Despite quoting Wellstone on the equal importance of electoral politics, community organization and sound public policy; Howard Dean is criticized for not going to the internet grassroots to develop new leadership. The DNC emphasis on the 50 State Strategy has been debated elsewhere. I simply cannot wrap my brain around the idea that it was not fundamentally essential to rebuild the infrastructure at the state levels. Much of my own experience in past elections and complaints from the ’04 campaign, were problems related to rebuilding the local staff every two years. The leadership roles are certainly essential, so are the managers and the ground troops.
I am not convinced using Montana or Colorado success strategies in other states – after two years and 180 degrees of voter orientation change – will obviously work. Aside from the fact that Ken Salazar barely made a C in his voting record for middle class issues (no surprise), the New England voters may just want a 10 point plan.
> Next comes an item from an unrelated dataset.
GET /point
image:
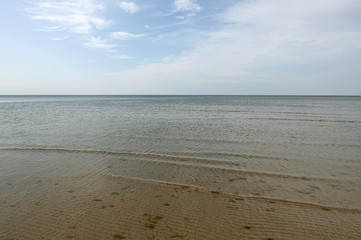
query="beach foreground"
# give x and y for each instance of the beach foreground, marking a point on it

I have never had the sense the voters really appreciated the gloves off campaign tactics. I would personally look at Elliot Spitzer’s campaign for governor of NY – especially the ads – as a more positive model that would resonate very well with voters who want candidates they can vote FOR.
Additional steps in the progressive path will be just as essential for winning in November. The election process, from registration to count is getting good attention – it couldn’t hurt to have more.
Robert Stein, former CoS for Sec of Commerce Robert Brown, developed his own power point presentation “The Conservative Message Machine Money Matrix” after the ’02 election. Taking it across the country to wealthy progressives, he obtained major contributions to form The Democracy Alliance to fund liberal think tanks and strategic alliances amongst progressive groups.
Amy Goodman and Air America have gained steadily in getting liberal ideas and talk forums into the airwaves; as have Media Matters and FAIR in getting media mistakes and complete misses identified. The liberal blogs are doing their part to research, discuss and disseminate information and ideas the MSM ignores.
Last and best, Jon Stewart and Stephen Colbert. Thanks for the sanity moments. With enough work, we will have more of them after 11/7.